There are services that provide enough to support 12 GB of data. For example, Figshare provides 20 GB of free space (file size limit 5 GB) for private storage and apparently unlimited public space. They state they can support larger files but not through user upload.

When you publish data you can assign a doi to the data set (this can actually be done much earlier in the process as a reserved number). Many journals also use Figshare (and likely other services) for their "Supporting information" as well. I do not know if adding such information is associated with costs.

I am only familiar (not associated) with Figshare and do not know limitations of other similar services so see this as an example. Also look in to the possibility to add the data as supporting information to your article.

Peter Jansson
  • 73,217
  • 12
  • 206
  • 344
  • I see that figshare has been around for 6-7 years, which is a relatively long time on the Internet and a good sign since longevity is key here. – Luke Sawczak Dec 23 '17 at 17:50
  • 12
    I agree that the "right way" to link to a dataset is to assign a DOI to it. To that end, zenodo.org is a free service that accept up to 50GB per dataset. – LCT Dec 23 '17 at 22:37
  • @LCT There's something to that but I think people tend to overemphasize the importance of a DOI. Don't get me wrong, it does have clear advantages, in the sense of being intended to be permanent, being a standard that academics are familiar with, and being compatible (in some sense) with existing citation formats, but let's not get carried away thinking that, say, anything without a DOI is necessarily inferior. – David Z Dec 24 '17 at 00:21
  • 1
    @DavidZ An archive without DOIs isn't necessarily inferior. An archive without a reasonably well-established method for permanent document identification is, though. – E.P. Dec 24 '17 at 10:38
  • @E.P. Right, I'm just calling out the implication (intended or not) that a DOI is the "right way" to permanently identify a resource and any other type of permanent identifier is the "wrong way". – David Z Dec 24 '17 at 10:47
  • @E.P. A cryptographic hash is a more reliable and more widely used way to identify the data than DOI. The hash doesn't give you any URL for locating the data but it does give you a way to verify that you got the right data once you have located it somehow. – kasperd Dec 25 '17 at 23:00
10

If your data is a collection of books, audio, or video files, you may host them on the Internet Archive's website, https://archive.org (upload page: https://archive.org/create/).

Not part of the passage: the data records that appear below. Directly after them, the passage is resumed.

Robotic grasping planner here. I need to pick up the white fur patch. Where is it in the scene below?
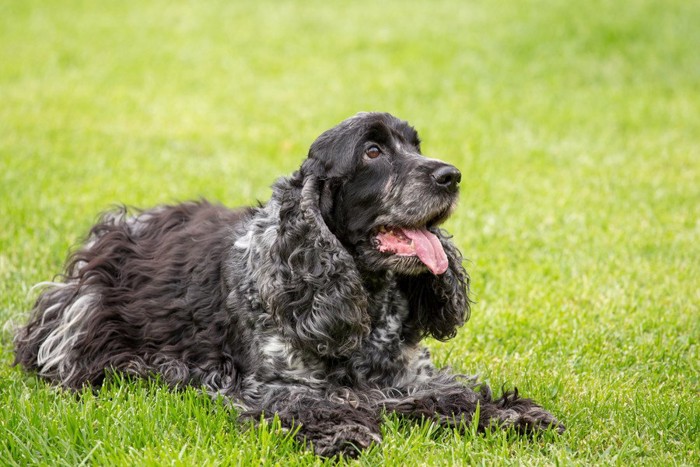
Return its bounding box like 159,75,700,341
37,290,99,378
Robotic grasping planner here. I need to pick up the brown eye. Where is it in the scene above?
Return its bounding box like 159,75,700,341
365,146,382,159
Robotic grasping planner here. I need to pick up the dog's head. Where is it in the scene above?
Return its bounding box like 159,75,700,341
260,113,469,358
302,113,461,275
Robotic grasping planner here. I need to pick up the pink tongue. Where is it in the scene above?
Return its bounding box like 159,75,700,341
401,229,448,275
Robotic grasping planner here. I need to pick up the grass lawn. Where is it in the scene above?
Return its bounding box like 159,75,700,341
0,0,700,466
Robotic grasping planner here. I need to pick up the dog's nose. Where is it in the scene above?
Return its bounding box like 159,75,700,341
430,164,462,192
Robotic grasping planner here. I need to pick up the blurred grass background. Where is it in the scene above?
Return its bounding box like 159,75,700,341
0,0,700,465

The Internet Archive is a San Francisco–based nonprofit digital library with the stated mission of "universal access to all knowledge." It provides free public access to collections of digitized materials, including websites, software applications/games, music, movies/videos, moving images, and nearly three million public-domain books. As of October 2016, its collection topped 15 petabytes. In addition to its archiving function, the Archive is an activist organization, advocating for a free and open Internet. [...] Founded by Brewster Kahle in May 1996.

It's free to upload and download.

Examples:

Franck Dernoncourt
  • 33,669
  • 27
  • 144
  • 313
8

You could use a service that provides PURLs (persistent URLs).

Such a URL redirects to a target URL of your choice, and you can update the target URL in case you need to move to a new hosting location.

Examples

  • The best known service is https://archive.org/services/purl/.

    Since 2016, the service is provided by the Internet Archive (blog post). From 1995 to 2016, it was provided by the OCLC.

    Lorcan Dempsey of OCLC welcomed the announcement as “a major step in the future sustainability and independence of this key part of the Web and linked data architectures. OCLC is proud to have introduced persistent URLs and purl.org in the early days of the Web and we have continued to host and support it for the last twenty years. We welcome the move of purl.org to the Internet Archive which will help them continue to archive and preserve the World’s knowledge as it evolves.”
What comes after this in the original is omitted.